Canal+’s ownership heralded the start of the club’s glitzy reputation. Politicians, actors and other stars went to the Parc des Princes to see and be seen. The ‘90s is also when PSG really began to appear as a heavyweight in French football. In 1994, the team sailed to the top of Ligue 1, and the year after lifted the Coupe de France and the Coupe de la Ligue. The club won the UEFA Cup Winners’ Cup in 1996 and reached the UEFA Champions League semi-final once and the UEFA Cup semi-finals twice that decade.

Hooliganism

But there was a shadow on the beautiful game at the turn of the century. British hooliganism had started to permeate French football, and the club’s rivalry with the Marseille team Olympique de Marseille (OM) began to degrade into violence. Canal+ agreed with OM owner Bernard Tapie to fuel the fire of animosity between the clubs in order to get more viewers. Football matches were marked by violence, racism, insults and anti-Semitism. Two Parisian fans, Julien Quemener and Yann Lorence, died in clashes outside matches - in 2006 and 2010, respectively - and French authorities started to ban certain groups of supporters from attending matches.

The club’s star started to wane again and it slipped down the league tables. Debt was accumulating. It seemed inevitable that Canal+ would let the club go. After a period when the club was owned by a pension fund, the next acquisition came from an unlikely source: Qatar.  

The rule of Qatar

In June 2011, the ruler of Qatar bought a 70 percent stake in the club’s shares. Tamin bin Hamad Al Thani became a majority shareholder through the state-owned organisation Qatar Sports Investments (QSI). By 2012, QSI bought up the remaining 30 percent stake, instantly turning PSG into one of the wealthiest clubs in the world.

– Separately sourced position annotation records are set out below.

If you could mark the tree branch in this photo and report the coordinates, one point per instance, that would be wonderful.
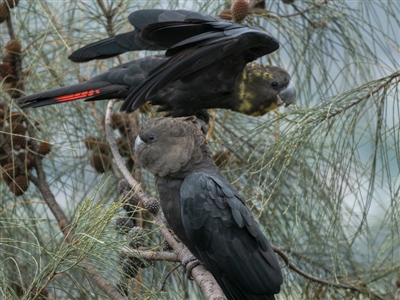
(362, 290)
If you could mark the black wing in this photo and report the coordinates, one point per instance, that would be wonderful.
(131, 41)
(115, 83)
(228, 239)
(209, 45)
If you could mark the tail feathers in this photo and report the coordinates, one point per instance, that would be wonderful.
(72, 93)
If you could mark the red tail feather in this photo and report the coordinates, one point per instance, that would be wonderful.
(77, 96)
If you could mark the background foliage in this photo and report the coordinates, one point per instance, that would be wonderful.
(322, 175)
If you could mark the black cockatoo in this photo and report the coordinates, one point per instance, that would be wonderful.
(208, 63)
(205, 211)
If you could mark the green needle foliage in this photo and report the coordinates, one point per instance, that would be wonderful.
(322, 176)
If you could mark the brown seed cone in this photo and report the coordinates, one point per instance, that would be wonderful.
(4, 12)
(12, 3)
(13, 47)
(226, 14)
(30, 161)
(19, 185)
(100, 162)
(8, 58)
(15, 128)
(26, 158)
(240, 10)
(44, 148)
(96, 144)
(19, 142)
(5, 70)
(9, 172)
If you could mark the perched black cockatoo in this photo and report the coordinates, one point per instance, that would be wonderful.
(208, 63)
(205, 211)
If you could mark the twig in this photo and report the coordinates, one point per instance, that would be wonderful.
(203, 278)
(362, 290)
(302, 12)
(370, 94)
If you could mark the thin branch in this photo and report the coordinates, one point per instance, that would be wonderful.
(369, 95)
(203, 278)
(362, 290)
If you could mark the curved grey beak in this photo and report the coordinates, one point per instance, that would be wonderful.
(138, 143)
(287, 95)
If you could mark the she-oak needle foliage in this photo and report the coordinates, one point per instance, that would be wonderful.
(322, 176)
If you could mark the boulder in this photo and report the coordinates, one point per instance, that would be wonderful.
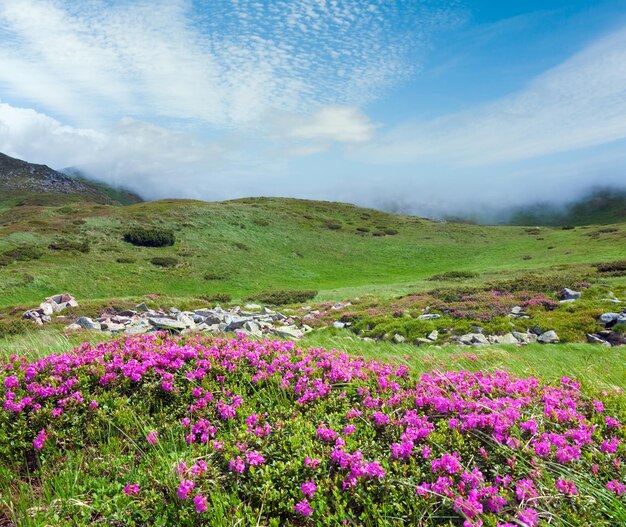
(548, 337)
(429, 316)
(167, 323)
(508, 338)
(87, 323)
(567, 294)
(433, 335)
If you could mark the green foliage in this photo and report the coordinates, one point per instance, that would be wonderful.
(15, 327)
(164, 261)
(149, 237)
(63, 244)
(220, 298)
(453, 275)
(284, 296)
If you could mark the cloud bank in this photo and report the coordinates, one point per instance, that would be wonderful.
(228, 98)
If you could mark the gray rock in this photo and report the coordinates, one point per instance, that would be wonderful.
(569, 294)
(433, 335)
(288, 332)
(595, 339)
(548, 337)
(429, 316)
(167, 323)
(524, 338)
(508, 338)
(87, 323)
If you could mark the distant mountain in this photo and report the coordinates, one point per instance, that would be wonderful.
(31, 184)
(600, 206)
(117, 194)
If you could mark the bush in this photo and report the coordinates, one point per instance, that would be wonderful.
(285, 296)
(146, 237)
(611, 267)
(164, 261)
(15, 327)
(215, 276)
(69, 245)
(220, 298)
(453, 275)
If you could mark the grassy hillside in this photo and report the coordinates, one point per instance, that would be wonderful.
(250, 245)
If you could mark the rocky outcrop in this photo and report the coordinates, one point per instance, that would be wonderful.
(50, 306)
(142, 319)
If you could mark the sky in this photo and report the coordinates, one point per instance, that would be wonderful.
(430, 107)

That money was immediately funneled into turning around the club’s fortunes. PSG has now become synonymous with lavish spending and high-profile signings, taking on Zlatan Ibrahimović and Thiago Silva in 2012 and David Beckham and Edinson Cavani the year after.

Paris Saint-Germain's Zlatan Ibrahimovic (R) celebrates with team mates including David Beckham (2ndL) after scoring the third goal for the team during their French Ligue 1 soccer match against Brest at the Parc des Princes stadium in Paris May 18, 2013. REUTERS/Gonzalo Fuentes
Paris Saint-Germain's Zlatan Ibrahimovic (R) celebrates with team mates including David Beckham (2ndL) after scoring the third goal for the team during their French Ligue 1 soccer match against Brest at the Parc des Princes stadium in Paris May 18, 2013. REUTERS/Gonzalo Fuentes © REUTERS

In 2017, the Qatari owners opened their wallets once again to transfer Brazilian footballer Neymar from Barcelona in the most expensive transfer ever at €222 million. The same year the club signed the 18-year-old Kylian Mbappé in the most expensive deal for a teenage player ever at a rumoured €145 million.  

That money has turned the club into the 11th most valuable football team, according to Forbes, and has secured its place at the top of the game, bringing it in 2020, for the first time ever, to the UEFA Champions League final.